Bij aankoop lag het effectief rendement van deze ETF op 3,69% en dit effectief rendement was – bij uitblijven van wanbetalingen, waar ik ook van uit ga – het jaarlijks verwacht rendement op deze belegging tot en met eind 2026. Medio juni lag de gemiddelde prijs van de leningen uit deze index op ruim 96.
Omdat de afgelopen vier maanden zowel de lange rente als de risico-opslag op deze 385 leningen is gedaald, is de gemiddelde koers van de leningen opgelopen tot ruim 98. Als gevolg van deze gunstige ontwikkelingen loopt het rendement van de iShares iBonds Dec 2026 Term € Corp ETF van nu al 2,4% iets vooruit op het jaarlijks verwachte rendement van gemiddeld 3,69%.
Opkomende landen
Over de afgelopen vier maanden leverde de goud-ETF in euro’s gemeten de grootste bijdrage aan de Pensioenportefeuille. Kort daarop volgt echter de iShares Core MSCI EM IMI ETF, die na een sterke laatste vier weken nu de best renderende positie in het aandelensegment van de portefeuille is.

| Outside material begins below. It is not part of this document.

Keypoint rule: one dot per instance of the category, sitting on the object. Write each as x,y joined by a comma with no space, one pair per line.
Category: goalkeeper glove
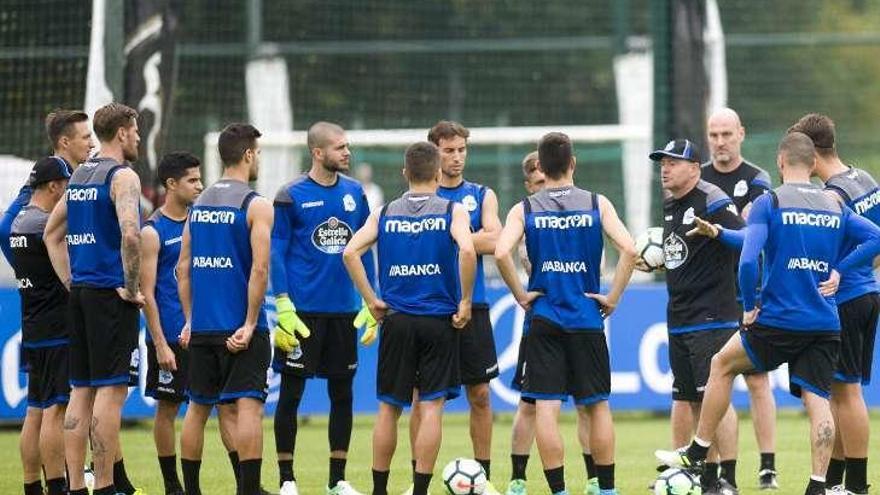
289,325
364,317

Deze in aandelen uit opkomende landen beleggende ETF profiteerde uiteraard ook van het herstel van Chinese aandelen die een weging van bijna 27% in de onderliggende index hebben. In het kielzog van de aandelen kregen ook obligaties uit opkomende landen de wind in de rug. Zowel obligaties uitgegeven in dollars als in lokale valuta’s presteerden de afgelopen maanden prima. Het rendement van de dollarvariant verdubbelde bijna sinds medio juni en met een totaalrendement van 8,2% is de iShares J.P. Morgan $ EM Bond ETF nu de best presterende positie van het obligatiedeel van de portefeuille.
Naast de aandelen (en obligaties) uit opkomende landen kenden ook onze beide posities in Amerikaanse aandelen een alleszins redelijke laatste vier maanden. Over heel 2024 blijven Dodge & Cox U.S. Stock Fund en de SPDR S&P U.S. Dividend Aristocrats ETF nog wel zo’n negen procentpunt achter bij de S&P500 Index.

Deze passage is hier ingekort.